La batterie a tenu, mais a perdu un tiers de sa capacité.
Une Tesla Model 3 appartenant à la chaîne YouTube Drive Protected a atteint 610 000 kilomètres sans remplacement de batterie. Neuve, la voiture pouvait parcourir jusqu’à 386 kilomètres avec une charge complète dans des conditions idéales. Ce chiffre est désormais tombé à 254 kilomètres.
Un essai sur autoroute a donné un résultat plus réaliste. À vitesse stabilisée de 109 km/h, la voiture a parcouru 222 kilomètres avant de s’arrêter complètement, en utilisant 32,4 kWh selon l’ordinateur de bord. Lorsqu’elle était neuve, cette même batterie offrait jusqu’à 49 kWh d’énergie utile.
Le résultat se situe à la limite de la logique de garantie de Tesla.

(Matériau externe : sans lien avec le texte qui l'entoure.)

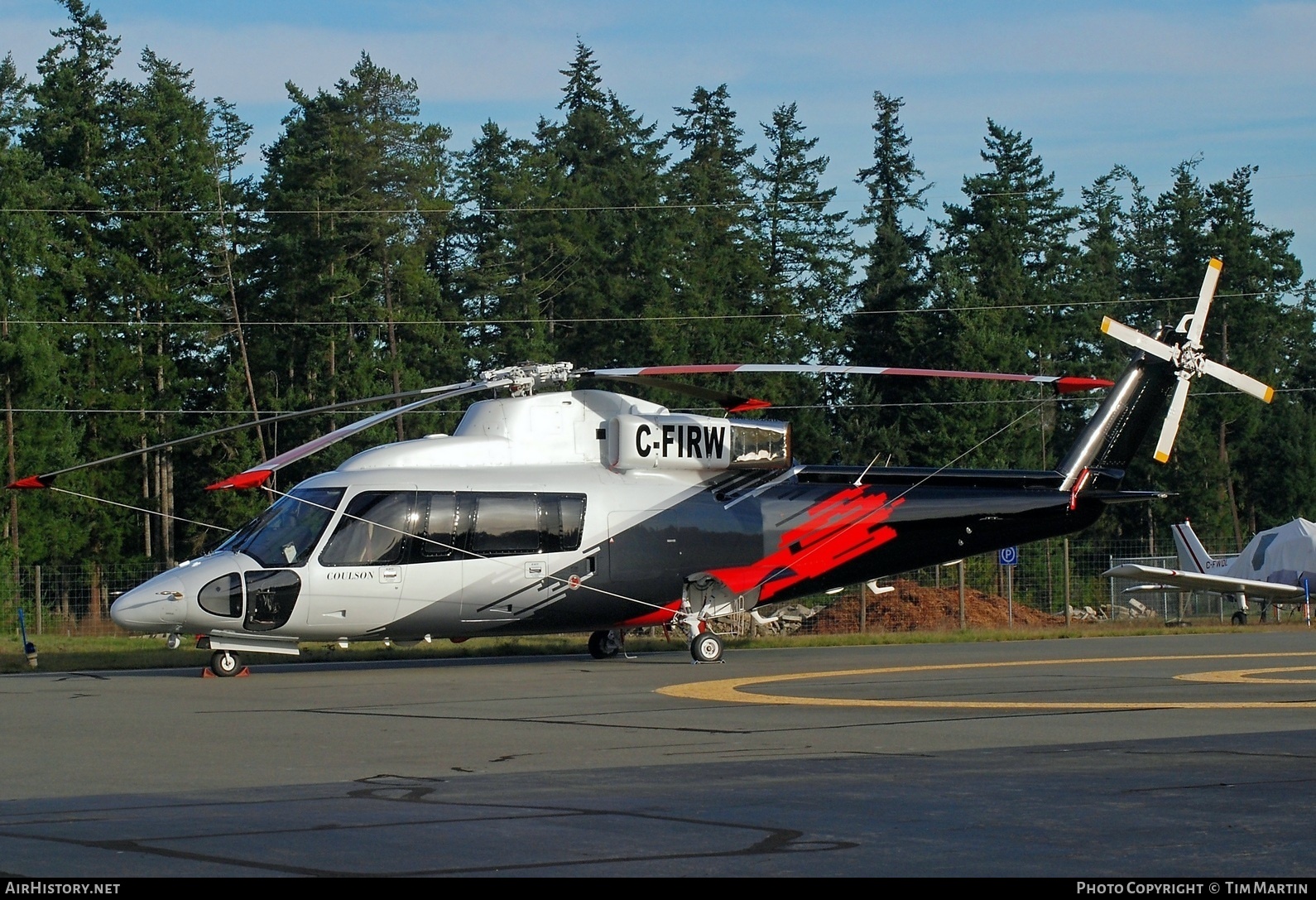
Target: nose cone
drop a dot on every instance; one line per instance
(151, 607)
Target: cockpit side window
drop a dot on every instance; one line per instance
(372, 529)
(286, 533)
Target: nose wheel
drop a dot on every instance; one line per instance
(706, 647)
(606, 645)
(225, 663)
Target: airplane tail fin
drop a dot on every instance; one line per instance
(1117, 431)
(1193, 556)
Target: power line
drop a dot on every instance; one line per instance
(593, 320)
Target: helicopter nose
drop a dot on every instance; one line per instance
(151, 605)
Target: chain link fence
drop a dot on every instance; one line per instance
(74, 600)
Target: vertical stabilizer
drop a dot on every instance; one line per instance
(1193, 556)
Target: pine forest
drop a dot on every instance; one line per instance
(151, 287)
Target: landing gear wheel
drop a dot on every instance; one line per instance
(707, 647)
(602, 647)
(225, 663)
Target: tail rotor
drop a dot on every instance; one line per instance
(1187, 359)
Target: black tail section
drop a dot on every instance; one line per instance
(1131, 410)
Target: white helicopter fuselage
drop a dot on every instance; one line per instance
(454, 536)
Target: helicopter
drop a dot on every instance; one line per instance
(553, 511)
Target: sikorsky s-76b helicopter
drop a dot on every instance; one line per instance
(591, 511)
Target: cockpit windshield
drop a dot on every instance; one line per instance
(286, 533)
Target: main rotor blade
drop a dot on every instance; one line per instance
(1245, 383)
(1062, 383)
(1199, 315)
(257, 475)
(728, 402)
(1171, 421)
(37, 482)
(1137, 339)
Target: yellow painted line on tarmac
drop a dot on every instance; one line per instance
(733, 690)
(1251, 676)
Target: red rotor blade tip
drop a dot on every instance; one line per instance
(1074, 383)
(243, 480)
(31, 484)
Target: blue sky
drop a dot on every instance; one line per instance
(1145, 84)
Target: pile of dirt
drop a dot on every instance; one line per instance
(915, 608)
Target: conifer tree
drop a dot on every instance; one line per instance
(718, 277)
(807, 257)
(890, 324)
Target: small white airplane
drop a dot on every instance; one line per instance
(1277, 566)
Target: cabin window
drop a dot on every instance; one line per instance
(561, 522)
(286, 533)
(223, 596)
(506, 524)
(436, 518)
(372, 529)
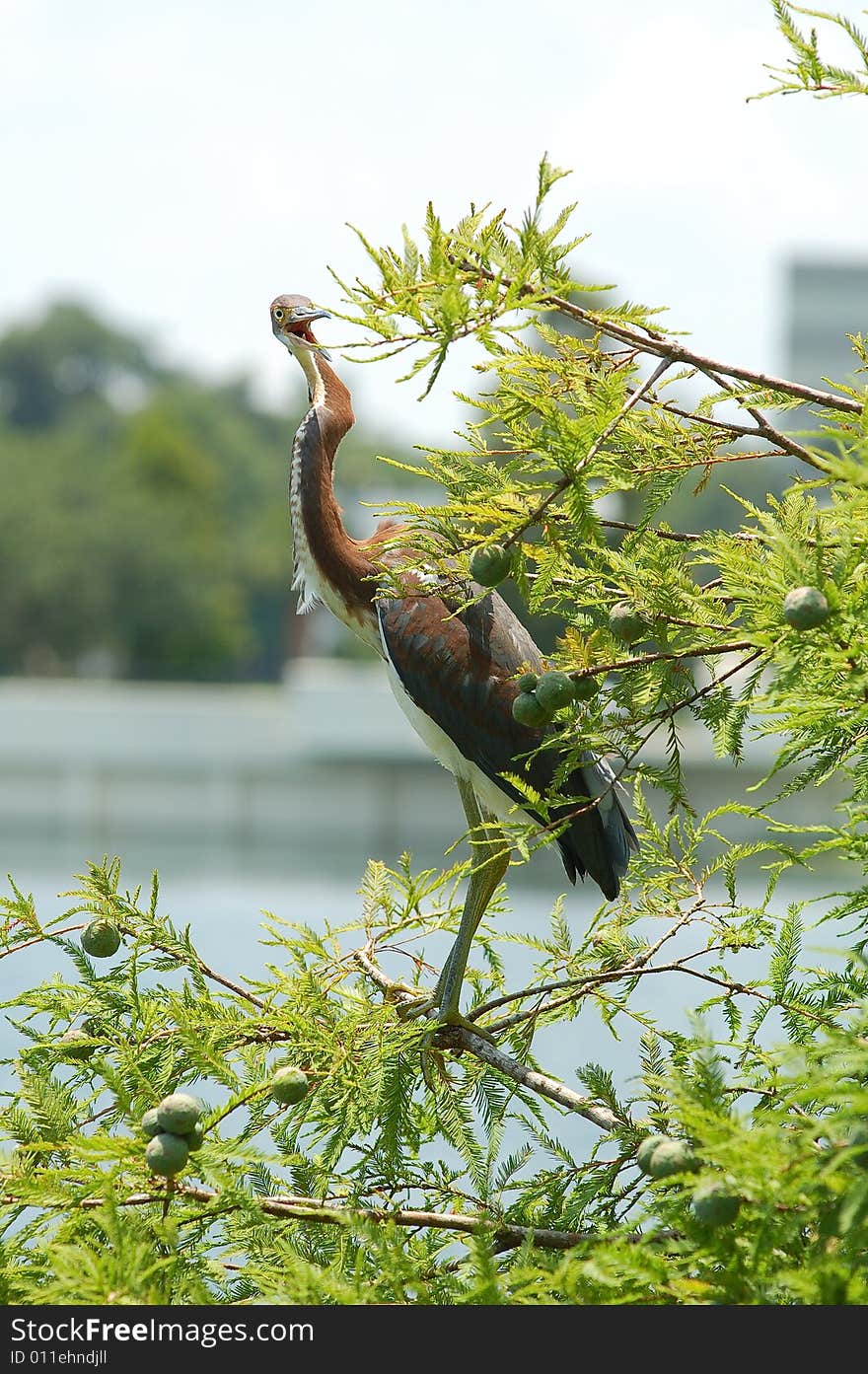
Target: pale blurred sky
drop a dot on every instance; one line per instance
(181, 164)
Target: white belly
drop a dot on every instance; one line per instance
(488, 793)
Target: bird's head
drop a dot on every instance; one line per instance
(291, 321)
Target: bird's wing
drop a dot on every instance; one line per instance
(459, 667)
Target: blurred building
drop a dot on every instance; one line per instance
(825, 303)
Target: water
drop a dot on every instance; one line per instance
(223, 896)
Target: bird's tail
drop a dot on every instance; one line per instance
(599, 838)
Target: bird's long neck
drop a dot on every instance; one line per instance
(328, 563)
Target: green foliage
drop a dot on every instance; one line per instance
(389, 1184)
(409, 1172)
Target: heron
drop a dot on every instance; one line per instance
(452, 663)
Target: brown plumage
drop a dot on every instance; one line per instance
(454, 671)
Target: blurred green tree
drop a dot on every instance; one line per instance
(143, 530)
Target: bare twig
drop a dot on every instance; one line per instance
(298, 1208)
(651, 341)
(461, 1038)
(595, 448)
(640, 660)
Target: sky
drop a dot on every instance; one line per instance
(179, 164)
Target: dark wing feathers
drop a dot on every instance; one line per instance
(459, 667)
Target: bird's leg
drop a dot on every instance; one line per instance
(490, 857)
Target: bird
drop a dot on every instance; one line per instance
(452, 663)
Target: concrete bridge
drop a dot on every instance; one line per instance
(323, 764)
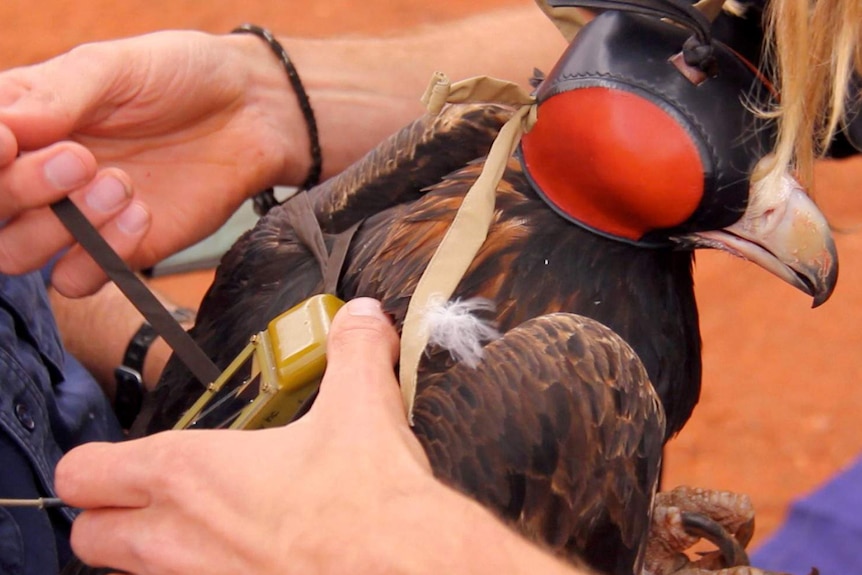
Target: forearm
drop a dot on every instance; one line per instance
(363, 89)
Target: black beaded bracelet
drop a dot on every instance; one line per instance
(265, 200)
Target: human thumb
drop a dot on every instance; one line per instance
(362, 348)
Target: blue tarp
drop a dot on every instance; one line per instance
(823, 530)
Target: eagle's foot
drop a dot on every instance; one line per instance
(686, 515)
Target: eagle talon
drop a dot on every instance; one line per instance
(684, 516)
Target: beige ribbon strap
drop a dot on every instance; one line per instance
(470, 226)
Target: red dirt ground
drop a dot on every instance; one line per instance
(782, 401)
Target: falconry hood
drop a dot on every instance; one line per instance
(645, 128)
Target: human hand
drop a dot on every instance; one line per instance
(333, 491)
(193, 123)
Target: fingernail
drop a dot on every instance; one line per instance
(107, 195)
(65, 171)
(133, 219)
(365, 306)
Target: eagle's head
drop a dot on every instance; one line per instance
(636, 143)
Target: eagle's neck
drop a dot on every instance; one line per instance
(646, 295)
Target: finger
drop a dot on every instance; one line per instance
(37, 179)
(45, 102)
(33, 237)
(98, 475)
(78, 274)
(8, 146)
(99, 538)
(362, 348)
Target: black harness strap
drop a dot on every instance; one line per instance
(301, 217)
(139, 294)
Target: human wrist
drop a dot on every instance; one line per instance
(283, 147)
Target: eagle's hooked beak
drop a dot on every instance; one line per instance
(785, 233)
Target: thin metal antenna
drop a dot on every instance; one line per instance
(39, 503)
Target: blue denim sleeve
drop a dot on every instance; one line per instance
(48, 404)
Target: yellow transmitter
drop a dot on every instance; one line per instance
(286, 360)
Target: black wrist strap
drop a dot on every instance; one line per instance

Tesla accorde généralement à la Model 3 une garantie de huit ans sur la batterie et la chaîne de traction, avec une capacité de batterie censée rester à au moins 70 % durant cette période. Selon la version, la limite kilométrique est de 100 000 ou 120 000 miles.
Dans ce cas, la dégradation de la batterie se situe à peu près dans la même zone. Environ deux tiers de la capacité utile d’origine restent disponibles. La différence importante, c’est le kilométrage. Avec 610 000 kilomètres, cette voiture dépasse de plusieurs fois le seuil habituel de garantie de Tesla.
Que dit cet exemple à l’acheteur d’une voiture électrique ?
Cet exemple ne prouve pas que toutes les batteries de Tesla Model 3 dureront aussi longtemps. Il montre en revanche qu’un kilométrage élevé ne signifie pas automatiquement qu’une batterie est en fin de vie. Même après avoir perdu environ un tiers de sa capacité utile, la voiture reste utilisable, même si les longs trajets exigent clairement davantage d’anticipation et une gestion de la recharge plus réfléchie.
La leçon est assez simple. Lors de l’achat d’une voiture électrique d’occasion, le kilométrage ne raconte qu’une partie de l’histoire. Ce qui compte vraiment, c’est la capacité réelle de la batterie, son historique de recharge et l’autonomie qu’elle peut encore offrir au quotidien. Après plusieurs centaines de milliers de kilomètres, ce sont ces données qui déterminent si la voiture a encore du sens, ou si elle se contente encore de rouler.